Violent Delights, le film sur les attentats du 13 novembre qui fait grincer les dents

16/02/17 à 11:06 - Mise à jour à 11:10

Les attentats de Paris, dans lesquels 130 personnes ont perdu la vie, seront adaptés par Hollywood dans un film qui suscite déjà la polémique avant même que son tournage n'ait commencé.

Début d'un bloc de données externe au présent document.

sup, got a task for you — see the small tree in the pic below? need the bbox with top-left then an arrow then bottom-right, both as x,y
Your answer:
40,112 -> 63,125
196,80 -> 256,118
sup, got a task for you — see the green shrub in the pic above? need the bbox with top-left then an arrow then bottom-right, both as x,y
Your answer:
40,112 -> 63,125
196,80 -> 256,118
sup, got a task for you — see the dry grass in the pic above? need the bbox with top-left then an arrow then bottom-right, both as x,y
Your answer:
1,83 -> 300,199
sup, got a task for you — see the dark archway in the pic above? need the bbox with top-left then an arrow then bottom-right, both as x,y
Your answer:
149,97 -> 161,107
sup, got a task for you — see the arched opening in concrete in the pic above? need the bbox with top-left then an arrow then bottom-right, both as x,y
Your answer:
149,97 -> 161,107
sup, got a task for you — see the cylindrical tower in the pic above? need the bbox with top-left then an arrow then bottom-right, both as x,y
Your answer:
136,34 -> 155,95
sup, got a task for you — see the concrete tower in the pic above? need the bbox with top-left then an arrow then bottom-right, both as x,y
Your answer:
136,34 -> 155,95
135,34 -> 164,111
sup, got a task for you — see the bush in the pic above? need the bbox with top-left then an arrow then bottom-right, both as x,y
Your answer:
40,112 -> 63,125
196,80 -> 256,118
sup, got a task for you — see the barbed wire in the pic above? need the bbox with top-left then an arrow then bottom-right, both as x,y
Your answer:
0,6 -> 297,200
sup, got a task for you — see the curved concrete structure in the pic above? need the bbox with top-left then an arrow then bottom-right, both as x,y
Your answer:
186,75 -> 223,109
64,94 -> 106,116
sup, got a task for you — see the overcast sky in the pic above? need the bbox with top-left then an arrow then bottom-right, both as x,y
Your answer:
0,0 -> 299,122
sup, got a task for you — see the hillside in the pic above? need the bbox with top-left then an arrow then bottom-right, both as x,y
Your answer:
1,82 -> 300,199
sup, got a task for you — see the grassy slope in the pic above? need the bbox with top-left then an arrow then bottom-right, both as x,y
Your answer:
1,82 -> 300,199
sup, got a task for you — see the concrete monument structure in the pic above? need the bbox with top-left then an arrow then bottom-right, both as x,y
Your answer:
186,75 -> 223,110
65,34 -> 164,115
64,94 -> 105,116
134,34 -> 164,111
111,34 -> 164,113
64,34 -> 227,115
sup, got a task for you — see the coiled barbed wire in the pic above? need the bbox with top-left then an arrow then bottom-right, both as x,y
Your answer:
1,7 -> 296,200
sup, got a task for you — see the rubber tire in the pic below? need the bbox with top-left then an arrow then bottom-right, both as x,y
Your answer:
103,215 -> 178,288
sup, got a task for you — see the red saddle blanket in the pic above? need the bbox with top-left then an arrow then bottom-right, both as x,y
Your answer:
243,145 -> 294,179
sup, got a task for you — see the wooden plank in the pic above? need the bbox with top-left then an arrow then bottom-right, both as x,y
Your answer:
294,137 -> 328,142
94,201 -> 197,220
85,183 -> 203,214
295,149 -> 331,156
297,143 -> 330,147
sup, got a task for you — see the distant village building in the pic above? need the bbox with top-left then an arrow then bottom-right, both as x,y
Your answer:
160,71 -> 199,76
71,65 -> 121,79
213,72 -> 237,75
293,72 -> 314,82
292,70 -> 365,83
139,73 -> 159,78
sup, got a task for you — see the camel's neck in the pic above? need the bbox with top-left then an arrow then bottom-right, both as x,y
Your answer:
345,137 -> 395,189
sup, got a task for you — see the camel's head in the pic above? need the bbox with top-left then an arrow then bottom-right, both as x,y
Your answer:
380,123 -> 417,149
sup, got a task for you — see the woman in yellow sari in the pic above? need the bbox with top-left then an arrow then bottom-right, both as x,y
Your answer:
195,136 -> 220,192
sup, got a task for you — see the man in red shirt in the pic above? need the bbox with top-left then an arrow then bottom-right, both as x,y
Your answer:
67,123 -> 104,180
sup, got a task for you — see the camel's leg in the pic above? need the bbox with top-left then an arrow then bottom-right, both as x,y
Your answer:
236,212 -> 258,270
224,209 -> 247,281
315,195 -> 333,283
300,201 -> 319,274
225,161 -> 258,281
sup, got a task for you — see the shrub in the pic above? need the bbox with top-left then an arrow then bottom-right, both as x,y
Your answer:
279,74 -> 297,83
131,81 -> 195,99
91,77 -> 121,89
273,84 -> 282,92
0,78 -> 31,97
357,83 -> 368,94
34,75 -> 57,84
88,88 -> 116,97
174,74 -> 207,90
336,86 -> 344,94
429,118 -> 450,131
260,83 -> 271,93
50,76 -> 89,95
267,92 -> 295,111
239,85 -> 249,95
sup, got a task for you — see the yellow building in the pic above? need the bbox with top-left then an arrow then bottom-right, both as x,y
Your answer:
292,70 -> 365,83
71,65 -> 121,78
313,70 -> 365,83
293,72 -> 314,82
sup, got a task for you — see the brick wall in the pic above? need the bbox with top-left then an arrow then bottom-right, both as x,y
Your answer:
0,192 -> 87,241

Violent Delights, le film sur les attentats du 13 novembre qui fait grincer les dents

Jack Kilmer dans Palo Alto de Gia Coppola © Tribeca Film

Il n'aura pas fallu attendre plus de 15 mois pour qu'Hollywood s'empare du sujet des attentats du 13 novembre à Paris. Si le documentaire HBO de Colin Hanks sur les Eagles of Death Metal, Nos amis, vient de sortir aux États-Unis, il y restait un pas à franchir pour en faire une fiction. C'est désormais chose faite: ce lundi, à la Berlinale, des producteurs ont révélé travailler sur le film qui s'intitulera Violent Delights.

C'est le duo de scénariste et réalisatrice Taylor Laughlin et Rachel Palumbo, auteur du court métrage Sapere Aude remarqué à Sundance, qui prendra les commandes du projet qui s'inspirera des faits réels et suivra le destin d'un jeune immigré d'une part, et d'un groupe de musiciens punks et d'étudiants en art d'autre part. C'est Jack Kilmer, le fils de Val, qui jouera le leader du groupe, tandis que Timur Magomedgadzhiev, aperçu dans Deux jours, une nuit des frères Dardenne, incarnera l'immigré.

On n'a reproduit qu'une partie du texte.